If only feels like a core element of Burn Your Fire For No Witness. On the quiet, sprawling “Iota,” Olsen starts most sentences with the phrase. “If only we grew wiser with each breath/ If only we could dance ourselves to death,” she lulls. “If only.” There’s a persistent desire for things to work, but there’s a palpable lethargy that comes with trying just for it to fail. “I definitely feel like every song has its own attitude and a lot of them are addressing the same kind of thing,” she told The Quietus the year of the LP release. “Something is missing, or I need to accept this is a good thing. I guess the character is confronting that something needs to be solved or something doesn’t need to be solved, there’s no need.”

So many moments will send chills down your spine. There is a fearless amount of space in these songs, and Olsen’s voice shines through the darkness as a light. “White Fire” is the most haunting, an apocalyptic love ballad: “Everything is tragic/ It all just falls apart/ But when I look into your eyes/ It pieces up my heart.” The whispers are even louder than the dreary, reverberating guitars, creating a pitch black backdrop for her eerie scenes: “I heard my mother thinking me right back into my birth/ I laughed so loud inside myself it all began to hurt.”

At age three, Olsen was adopted by parents who were well into middle age, so she “fantasized about what it was like to be young in the ’30s and ’50s, more so than other kids my age,” she told Spin. The old-timey nature of Burn Your Fire For No Witness can be heard in various moments, such as her Patsy Cline-like proclamation of “I feel so lonesome I could cry” on the vibrant “Hi-Five.” Yet instead of wallowing in that sadness, she chooses to be cheery: “Are you lonely, too? Are you lonely, too?/ High five! So am I!” There’s a balance of old-age wisdom and childlike curiosity on these more upbeat tracks, just like there’s a balance of electric buoyancy and acoustic intensity throughout the whole record. At times, Burn Your Fire For No Witness is a celestial slow dance; other times, it’s a celebration where people are frolicking in circles with linked arms, united in their discomfort.
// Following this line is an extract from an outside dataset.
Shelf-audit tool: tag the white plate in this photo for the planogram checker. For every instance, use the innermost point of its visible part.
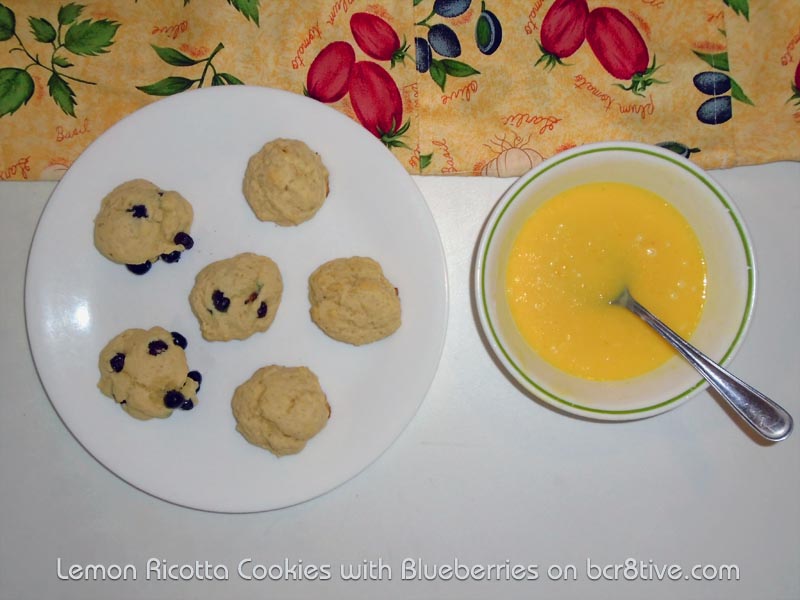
(198, 143)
The louder moments were a surprise to Olsen’s audience, who were accustomed to the gentle texture of her 2012 debut full-length Half Way Home. But Olsen insisted the transition into putting together a full band was natural, and producer John Congleton was receptive to her vision. The cacophony of building guitars in “Stars” encapsulate her frustration: “I think you like to see me lose my mind/ You treat me like a child; I’m angry, blind/ I feel so much at once that I could scream,” she sings. It’s an indie-rock supernova that could easily prompt headbanging. Yet when I saw her live in 2018 in Tarrytown, the crowd remained seated as she stood solo on stage with just her guitar and her voice, a reminder of her range.

In the years since, Olsen has evolved her sound many more times. She leaned into pop with her 2016 breakthrough My Woman. 2017’s Phases was a compilation that called to mind Burn Your Fire For No Witness, likely because it was made up of B-sides and demos from that time. She explored synth-pop with 2019’s All Mirrors and then went full country on 2022’s Big Time. Olsen can really do whatever she wants. Burn Your Fire For No Witness, though, is a special moment in her discography, as intimate and warm as its title suggests. There are obviously witnesses to Olsen’s indie-rock blaze — “Unfucktheworld” alone has over 35 million streams on Spotify — but it still burns with a delicate earnestness that makes the songs feel as if their yours and yours alone.